I have two rubber sanding cylinders with exchangeable sandpaper rings/cylinders, those things are fantastic. You can exert real pressure with them and they yield very precise results, especially when sanding down a rough cut blank (I use an electric saber saw for that) to its precise contours. I use an electric drill in a drill press to run them. SOme of the best tools I have ever bought.


----------



## rockslinger (Nov 16, 2010)

*Beautiful trees Henry!*
*I agree with mopper those sanding drums are great time saver on my drill press.*


----------



## Henry the Hermit (Jun 2, 2010)

I'm hoping to find those drums myself. For now the flaps are better than nothing.

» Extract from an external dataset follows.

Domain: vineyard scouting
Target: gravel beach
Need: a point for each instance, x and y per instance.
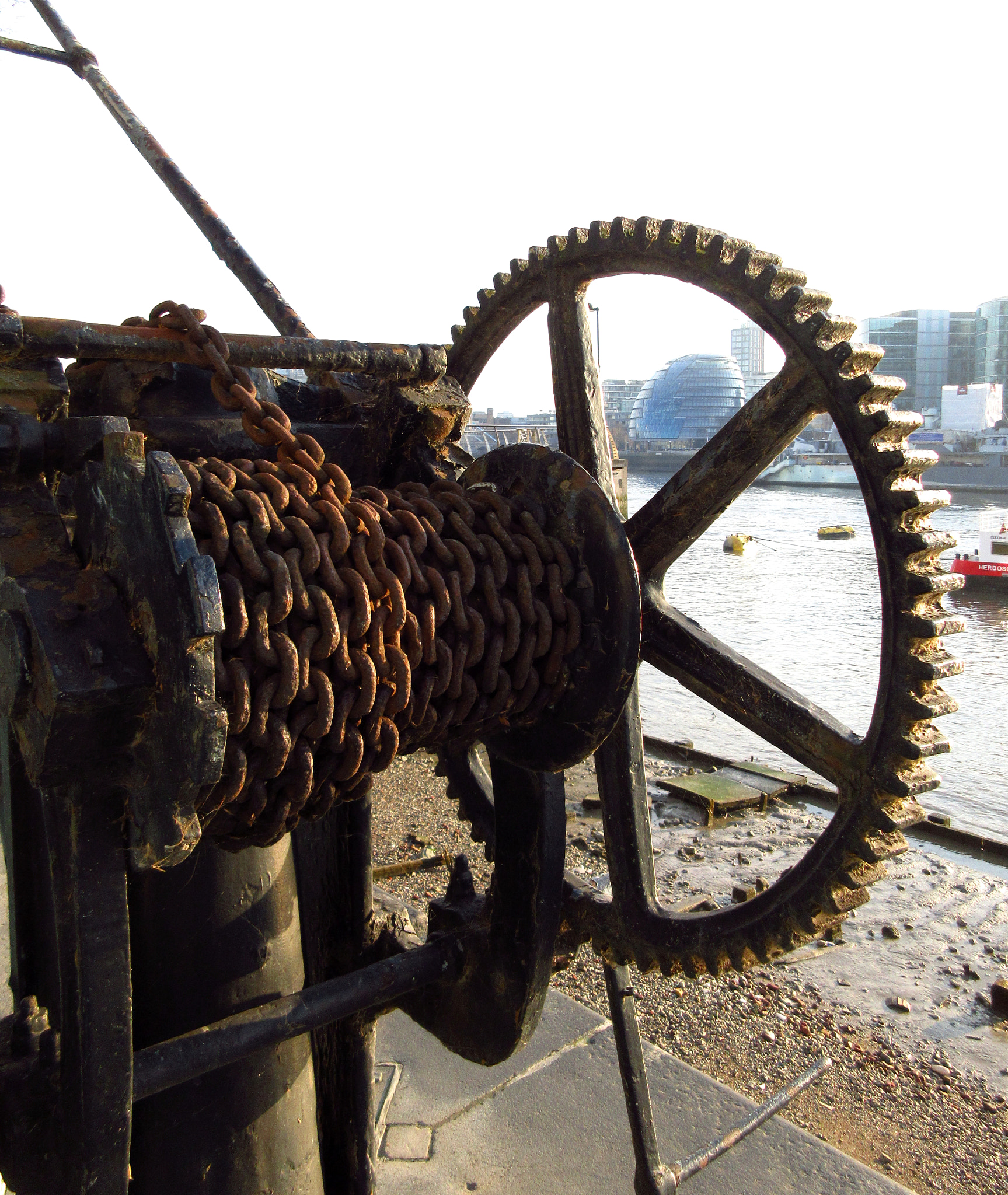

Now for a major face-palm. I shouldn't even tell you guys this, but I have no shame, so I will anyway. About a year ago I bought a customer-return scroll saw for about half price. There was no book nor box, but it worked and looked new. I took it home and began using it. It worked ok on 1/4 inch plywood, but with anything bigger I simply could not cut a straight line. The blade seemed too loose to me, so I bought new blades and still had the same problem. I put it away, and only brought it out every once in a while. I would drag it out and try again, always with bad results. I was almost ready to give the POS away, but today decided to give it one more try. Same thing, so I got a new blade and while installing it, I noticed the threaded shaft below the tension lever. That's when I figured out how to adjust the blade tension. I now have a fine working scroll saw.


----------



## mopper (Nov 17, 2012)

I might have to look into this .... I too have a scroll saw that I never use because to wobbling blade currently makes it useless for anything except balsawood between 2 and 5mm


----------



## zwillie (Nov 5, 2012)

Hi,
I have a bandsaw from 1922 and it still works fine for me.
I can cut the 10mm alu cores in 5 minutes with very less waste.
I got a small bandsaw (113" bandlength) for fine work.
And a bigger one (250" bandlength) for straight cuts and cutting veneer.
zwillie


----------



## Knoll (Nov 10, 2011)

Henry in Panama said:


> I'm hoping to find those drums myself. For now the flaps are better than nothing.
> 
> Now for a major face-palm. I shouldn't even tell you guys this, but I have no shame, so I will anyway. About a year ago I bought a customer-return scroll saw for about half price. There was no book nor box, but it worked and looked new. I took it home and began using it. It worked ok on 1/4 inch plywood, but with anything bigger I simply could not cut a straight line. The blade seemed too loose to me, so I bought new blades and still had the same problem. I put it away, and only brought it out every once in a while. I would drag it out and try again, always with bad results. I was almost ready to give the POS away, but today decided to give it one more try. Same thing, so I got a new blade and while installing it, I noticed the threaded shaft below the tension lever. That's when I figured out how to adjust the blade tension. I now have a fine working scroll saw.


I'd likely have been in same boat. Fortunately the previous owner gave me a few pointers before I took it home.
Also, this may be of some assistance ... http://www.mikesworkshop.com/DaveG.htm


----------



## Henry the Hermit (Jun 2, 2010)

Thank you, Knoll. I wish I had had this info a year ago, It is a great help.


----------



## zwillie (Nov 5, 2012)

This is bandsawing at it´s best




zwillie


----------



## Adirondack Kyle (Aug 20, 2012)

If you cant afford a bandsaw, then a scrollsaw works great too


----------



## Henry the Hermit (Jun 2, 2010)

adarondack kyle said:


> If you cant afford a bandsaw, then a scrollsaw works great too


Maybe for light work, but I'm cutting frames from 26mm thick Guayacan.


----------



## capnjoe (Jun 3, 2012)

adarondack kyle said:


> If you cant afford a bandsaw, then a scrollsaw works great too


That's what I have, but it restricts your ability to cut larger pieces.I bought it for pickle forks and naturals.

I'm pretty sure it won't be happy cutting Guayacan. It already put up a fuss at live oak.

I'll happily leave the band saws to the more skill wood workers.


----------



## Knoll (Nov 10, 2011)

Henry in Panama said:


> Thank you, Knoll. I wish I had had this info a year ago, It is a great help.


Story of my life. Too little and/or too late.


----------



## Darklord (Apr 23, 2013)

Where do you buy ur Bandsaw blades?


----------



## LVO (Sep 25, 2011)

I can buy for my bandsaw at Lowes or Home depot.


----------



## zwillie (Nov 5, 2012)

Hi,

in Germany we have sharpening shops where you can get any band in every length you want.

They weld the band in five minutes.

Zwillie


----------